Controlling, ein modernes Wort für die nach Amtsstuben und Ärmelschonern klingende "Kostenrechnung", ist eine Brücke zwischen den "Machern" und den "Denkern", zwischen Betrieb und Management. Diese Brücke führt - bildlich gesprochen - über den Waren- zum Wertefluss. Der Wertefluss ist, im Gegensatz zum sichtbaren Warenfluss, die Abbildung der Geschäftsvorfälle im Rechnungswesen, also in der Buchhaltung und in der Kostenrechnung. Deren Aufgabe wiederum ist es, die Wertschöpfungskette ("Value-added Chain") und die Kostenverfolgung ("Cost Monitoring") zu synchronisieren, denn jeder Geschäftsvorfall (Verkauf, Einkauf und Herstellung) verändert den Wert eines Unternehmens.

Das klingt ganz technisch, und deshalb glauben viele Manager, mit der Installation eines Kostenrechnungs-Pakets oder -Moduls sei die Sache erledigt, und sie bekämen ihre Kosten "in den Griff". Ganz ähnlich, wie viele Anwender erwarten, dass ihnen ein CRM-Paket (Customer-Relationship-Management) scharenweise Kunden bringt oder wenigstens deren Kauflust steigert. Auch ein Kostenrechnungsmodul oder -programm kann man an ein bestehendes IT-System für die Warenwirtschaft "anschrauben" (genauso wie die meisten CRM-Pakete angeschraubt sind). Aber so eine Kostenrechnung bleibt mehr oder weniger isoliert vom tatsächlichen Betriebsgeschehen und liefert nur Daten über die Vergangenheit.

Der "genetische" Code eines Erfolgsprodukts

Jedes Produkt (von einfachen Bauteilen wie Schrauben, Muttern, Beilagscheiben einmal abgesehen) hat eine Stückliste. Darin steht, aus welchen Teilen ein Produkt besteht. Und es hat einen Arbeitsplan, der vorgibt, wie es gebaut wird. Beide zusammen bilden die Identität eines Produkts ("Rezepturen" oder "Ressourcenlisten" sind nur andere Begriffe für dieselbe Sache).

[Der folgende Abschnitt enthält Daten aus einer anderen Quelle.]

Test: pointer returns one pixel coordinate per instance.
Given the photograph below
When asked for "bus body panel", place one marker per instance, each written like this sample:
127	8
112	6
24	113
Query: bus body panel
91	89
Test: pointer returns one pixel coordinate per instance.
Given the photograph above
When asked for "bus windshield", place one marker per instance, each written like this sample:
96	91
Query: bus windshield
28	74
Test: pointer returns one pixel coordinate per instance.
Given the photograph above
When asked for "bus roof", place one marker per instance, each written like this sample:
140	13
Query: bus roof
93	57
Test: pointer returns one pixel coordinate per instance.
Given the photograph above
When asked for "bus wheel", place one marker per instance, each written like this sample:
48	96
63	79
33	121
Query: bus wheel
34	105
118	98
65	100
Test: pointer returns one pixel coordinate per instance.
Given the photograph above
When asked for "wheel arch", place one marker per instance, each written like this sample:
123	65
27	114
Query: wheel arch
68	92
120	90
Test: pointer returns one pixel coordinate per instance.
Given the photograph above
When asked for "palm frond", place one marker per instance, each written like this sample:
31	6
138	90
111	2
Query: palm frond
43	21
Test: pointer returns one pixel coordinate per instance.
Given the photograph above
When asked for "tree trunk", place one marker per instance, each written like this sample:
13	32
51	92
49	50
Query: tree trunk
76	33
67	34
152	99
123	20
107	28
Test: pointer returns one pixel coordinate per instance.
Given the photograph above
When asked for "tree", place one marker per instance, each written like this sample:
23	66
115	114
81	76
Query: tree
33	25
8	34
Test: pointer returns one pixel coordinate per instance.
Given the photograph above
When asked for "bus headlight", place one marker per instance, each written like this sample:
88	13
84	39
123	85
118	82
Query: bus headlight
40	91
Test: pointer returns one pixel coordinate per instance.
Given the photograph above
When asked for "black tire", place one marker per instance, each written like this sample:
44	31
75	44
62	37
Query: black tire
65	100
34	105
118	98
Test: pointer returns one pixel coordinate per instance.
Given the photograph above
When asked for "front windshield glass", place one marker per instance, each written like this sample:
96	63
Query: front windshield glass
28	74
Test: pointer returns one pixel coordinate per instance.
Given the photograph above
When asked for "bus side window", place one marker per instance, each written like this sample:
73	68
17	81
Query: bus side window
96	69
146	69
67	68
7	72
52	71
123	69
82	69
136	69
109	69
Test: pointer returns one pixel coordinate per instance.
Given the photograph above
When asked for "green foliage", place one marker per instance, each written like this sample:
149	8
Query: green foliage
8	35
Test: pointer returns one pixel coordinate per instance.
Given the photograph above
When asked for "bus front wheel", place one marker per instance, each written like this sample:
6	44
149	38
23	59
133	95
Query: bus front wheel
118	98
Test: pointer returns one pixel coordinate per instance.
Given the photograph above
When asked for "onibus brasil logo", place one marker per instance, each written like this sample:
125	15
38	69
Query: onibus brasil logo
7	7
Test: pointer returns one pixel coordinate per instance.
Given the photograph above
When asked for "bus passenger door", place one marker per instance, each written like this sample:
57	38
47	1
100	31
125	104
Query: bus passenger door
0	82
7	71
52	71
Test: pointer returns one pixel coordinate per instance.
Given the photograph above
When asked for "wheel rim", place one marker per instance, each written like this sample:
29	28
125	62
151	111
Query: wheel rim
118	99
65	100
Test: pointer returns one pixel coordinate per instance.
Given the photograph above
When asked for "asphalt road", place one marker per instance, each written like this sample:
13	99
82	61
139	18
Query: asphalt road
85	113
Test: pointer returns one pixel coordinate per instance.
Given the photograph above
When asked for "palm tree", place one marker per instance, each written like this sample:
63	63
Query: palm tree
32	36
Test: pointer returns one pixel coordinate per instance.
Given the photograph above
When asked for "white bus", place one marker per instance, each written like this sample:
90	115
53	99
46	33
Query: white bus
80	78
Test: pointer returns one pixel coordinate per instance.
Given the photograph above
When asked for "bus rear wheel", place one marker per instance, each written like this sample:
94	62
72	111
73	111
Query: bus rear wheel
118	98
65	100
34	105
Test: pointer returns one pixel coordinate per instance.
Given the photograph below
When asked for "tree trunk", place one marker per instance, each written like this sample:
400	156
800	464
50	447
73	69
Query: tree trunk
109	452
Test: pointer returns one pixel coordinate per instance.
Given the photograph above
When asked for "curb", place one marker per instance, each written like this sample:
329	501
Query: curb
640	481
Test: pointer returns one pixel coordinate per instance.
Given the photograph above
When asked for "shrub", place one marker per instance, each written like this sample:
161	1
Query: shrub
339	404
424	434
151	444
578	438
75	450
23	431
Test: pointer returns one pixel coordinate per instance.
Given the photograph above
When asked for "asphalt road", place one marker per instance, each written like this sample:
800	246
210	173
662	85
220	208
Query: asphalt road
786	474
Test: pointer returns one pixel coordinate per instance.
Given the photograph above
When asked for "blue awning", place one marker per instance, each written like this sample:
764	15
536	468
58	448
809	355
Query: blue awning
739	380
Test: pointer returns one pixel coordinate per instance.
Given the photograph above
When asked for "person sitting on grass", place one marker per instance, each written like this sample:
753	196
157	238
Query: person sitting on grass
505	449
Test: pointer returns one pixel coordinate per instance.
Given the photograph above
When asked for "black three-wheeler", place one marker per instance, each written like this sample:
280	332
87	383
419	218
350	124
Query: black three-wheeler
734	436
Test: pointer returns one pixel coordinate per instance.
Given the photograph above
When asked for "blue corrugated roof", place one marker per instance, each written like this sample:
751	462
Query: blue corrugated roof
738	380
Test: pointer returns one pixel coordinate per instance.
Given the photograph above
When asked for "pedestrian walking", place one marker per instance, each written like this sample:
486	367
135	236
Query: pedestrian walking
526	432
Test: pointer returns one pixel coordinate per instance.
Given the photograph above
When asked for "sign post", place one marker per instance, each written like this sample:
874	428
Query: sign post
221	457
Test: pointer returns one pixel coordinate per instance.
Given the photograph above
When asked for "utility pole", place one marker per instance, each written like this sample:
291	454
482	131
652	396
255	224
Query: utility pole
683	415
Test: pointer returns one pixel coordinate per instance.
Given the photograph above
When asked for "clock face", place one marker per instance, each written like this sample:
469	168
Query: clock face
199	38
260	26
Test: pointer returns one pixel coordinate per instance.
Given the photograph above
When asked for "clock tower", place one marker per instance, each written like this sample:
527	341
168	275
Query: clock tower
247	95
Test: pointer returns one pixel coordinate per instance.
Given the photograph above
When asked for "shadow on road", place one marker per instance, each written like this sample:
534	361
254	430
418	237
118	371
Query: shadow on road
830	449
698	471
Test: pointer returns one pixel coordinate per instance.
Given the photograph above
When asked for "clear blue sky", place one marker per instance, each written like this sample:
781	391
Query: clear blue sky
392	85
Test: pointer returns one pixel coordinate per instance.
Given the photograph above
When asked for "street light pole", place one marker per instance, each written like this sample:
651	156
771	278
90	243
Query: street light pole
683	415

Wer ein Produkt verändern will, setzt an der Stückliste, also seiner Zusammensetzung, oder am Arbeitsplan an, also an der Weise, wie es zusammengesetzt wird.

Für den physischen oder technischen Teil eines Produkts sind Stückliste und Arbeitsplan (zusammen mit den Stammdaten über Artikel und Ressourcen) die zentralen Informationen. Wie und wo aber werden die Informationen über die Wertschöpfung eines Unternehmens verarbeitet und gespeichert, das diese Produkte verkauft? Schließlich lebt ein Unternehmen nicht nur von der Qualität der Produkte, sondern auch von der "Marge", der Differenz zwischen Kosten und Erlös. Vergleicht man einmal ein Unternehmen mit einem lebenden Organismus - und das sind Unternehmen zweifelsfrei - , findet man den Schlüssel zu diesen Informationen und die passenden Speicherstrukturen gleich dazu.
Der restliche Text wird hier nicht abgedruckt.